Temporal and Spatial Temperature Profile of the Bladder Serosa in Intravesical Neodymium-YAG-Laser Irradiation

Abstract

Up to now irradiation of bladder tumors has only been possible in places where the wall is not in contact with the intestinal loops. To expand the therapeutic range, in the present investigation the parameters of this form of laser irradiation were adjusted to the biological conditions. The most important parameter which defines the tissue reaction during the irradiation is the temporal temperature profile. For the purpose of determining this parameter for bladder tissue, rabbit bladders with various wall thicknesses were irradiated intravesically and the spatial and temporal temperature profiles of the serosa were recorded simultaneously with a thermocamera. The tissue thickness was established with a specially designed endo-ultrasound transducer which can be used transurethrally. To test the applicability of the results in the clinical sphere, the temporal temperature profiles of a human bladder were obtained. The results can be used to determine a sufficient and safe therapy when dealing with bladder tumors. The transurethral application of the neodymium-Y AG laser for the destruction of bladder tumors has been used with clinical success since 1976. Using the neodymium-YAG laser we get a deep, often transmural necrosis by contactless thermal coagulation.

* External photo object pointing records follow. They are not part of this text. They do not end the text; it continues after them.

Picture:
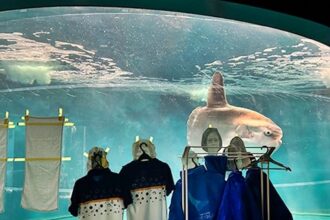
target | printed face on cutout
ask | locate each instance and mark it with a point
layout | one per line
(145, 148)
(212, 140)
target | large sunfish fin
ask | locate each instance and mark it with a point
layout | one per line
(216, 95)
(243, 131)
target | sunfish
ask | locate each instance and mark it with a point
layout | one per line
(254, 128)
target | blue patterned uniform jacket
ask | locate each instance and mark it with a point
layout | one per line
(205, 188)
(238, 202)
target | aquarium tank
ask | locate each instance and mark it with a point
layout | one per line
(120, 73)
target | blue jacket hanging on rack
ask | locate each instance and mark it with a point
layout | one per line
(238, 202)
(205, 188)
(278, 209)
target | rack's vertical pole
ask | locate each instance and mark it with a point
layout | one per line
(262, 190)
(268, 200)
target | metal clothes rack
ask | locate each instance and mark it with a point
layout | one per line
(264, 158)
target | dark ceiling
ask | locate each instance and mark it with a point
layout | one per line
(306, 18)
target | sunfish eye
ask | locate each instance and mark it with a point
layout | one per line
(268, 133)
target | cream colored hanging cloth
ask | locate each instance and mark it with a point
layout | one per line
(3, 160)
(42, 163)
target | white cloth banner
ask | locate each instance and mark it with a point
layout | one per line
(42, 163)
(3, 156)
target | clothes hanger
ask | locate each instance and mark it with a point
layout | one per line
(267, 158)
(144, 155)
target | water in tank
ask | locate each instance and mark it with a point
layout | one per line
(119, 73)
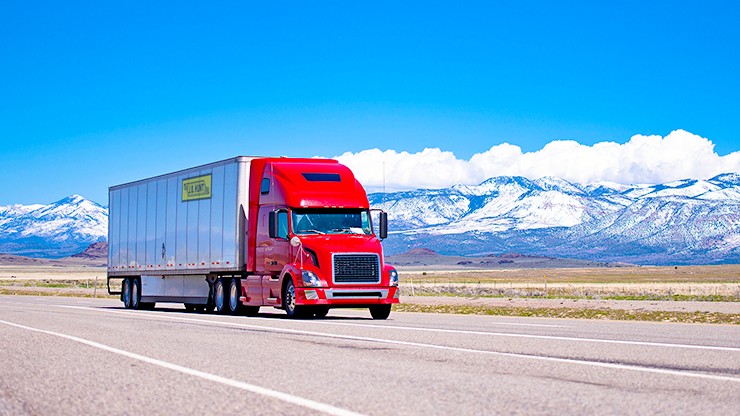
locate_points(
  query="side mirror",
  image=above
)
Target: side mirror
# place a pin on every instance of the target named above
(273, 224)
(383, 225)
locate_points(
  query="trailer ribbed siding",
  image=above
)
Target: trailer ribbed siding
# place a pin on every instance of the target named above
(186, 222)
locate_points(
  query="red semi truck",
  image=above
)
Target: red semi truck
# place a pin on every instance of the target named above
(246, 232)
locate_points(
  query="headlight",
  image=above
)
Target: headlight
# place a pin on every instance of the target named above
(394, 277)
(310, 279)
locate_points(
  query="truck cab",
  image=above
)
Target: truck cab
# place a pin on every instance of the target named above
(315, 245)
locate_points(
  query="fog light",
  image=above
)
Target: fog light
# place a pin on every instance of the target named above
(393, 274)
(311, 295)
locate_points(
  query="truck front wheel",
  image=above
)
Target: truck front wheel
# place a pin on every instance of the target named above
(380, 311)
(293, 310)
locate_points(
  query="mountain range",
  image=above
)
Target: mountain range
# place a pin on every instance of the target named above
(60, 229)
(682, 222)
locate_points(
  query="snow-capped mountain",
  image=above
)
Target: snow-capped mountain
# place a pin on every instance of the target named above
(59, 229)
(683, 222)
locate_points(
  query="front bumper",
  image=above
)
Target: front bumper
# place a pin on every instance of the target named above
(347, 296)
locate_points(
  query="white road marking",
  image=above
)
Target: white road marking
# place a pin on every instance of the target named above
(422, 345)
(496, 334)
(555, 337)
(289, 398)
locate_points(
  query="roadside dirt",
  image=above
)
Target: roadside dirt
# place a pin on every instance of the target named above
(633, 305)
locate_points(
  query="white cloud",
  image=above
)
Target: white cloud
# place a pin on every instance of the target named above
(643, 159)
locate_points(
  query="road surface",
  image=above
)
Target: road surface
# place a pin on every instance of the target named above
(89, 356)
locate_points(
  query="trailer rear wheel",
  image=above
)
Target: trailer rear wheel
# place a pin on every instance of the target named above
(126, 293)
(235, 292)
(293, 310)
(135, 293)
(219, 296)
(380, 311)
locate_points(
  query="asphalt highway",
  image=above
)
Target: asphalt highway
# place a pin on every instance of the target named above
(73, 356)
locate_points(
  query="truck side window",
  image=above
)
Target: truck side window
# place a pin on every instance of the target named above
(283, 224)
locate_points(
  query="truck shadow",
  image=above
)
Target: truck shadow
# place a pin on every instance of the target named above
(278, 315)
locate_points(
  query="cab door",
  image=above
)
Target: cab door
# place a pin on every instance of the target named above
(272, 253)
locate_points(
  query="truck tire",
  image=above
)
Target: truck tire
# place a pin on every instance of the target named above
(126, 293)
(294, 311)
(235, 291)
(219, 296)
(380, 311)
(135, 293)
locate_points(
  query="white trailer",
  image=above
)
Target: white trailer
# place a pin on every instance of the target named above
(178, 230)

The mechanical stability of the denaturated tissue is not damaged. In contrast to electrocoagulation, photocoagulation with the neodymium-YAG laser induces calculable lesions. During irradiation the photo energy of the neodymium-YAG laser is converted upon interaction with the tissue into phonon energy on the molecular plane. This energy considerably disturbs the cell metabolism; induction of a tumor regression, for example, already being possible. However, the decisive feature of laser therapy is thermal coagulation by the heat generated in the tissue during irradiation. Radical destruction of a tumor can only be achieved by total necrosis extending as far as the base of the tumor. Because of its wavelength (λ = 1,060 nm) and the associated strong forward and multiple scattering within the tissue, the radition of the neodymium-YAG laser has a depth of penetration that is remarkable in comparison with other types of lasers.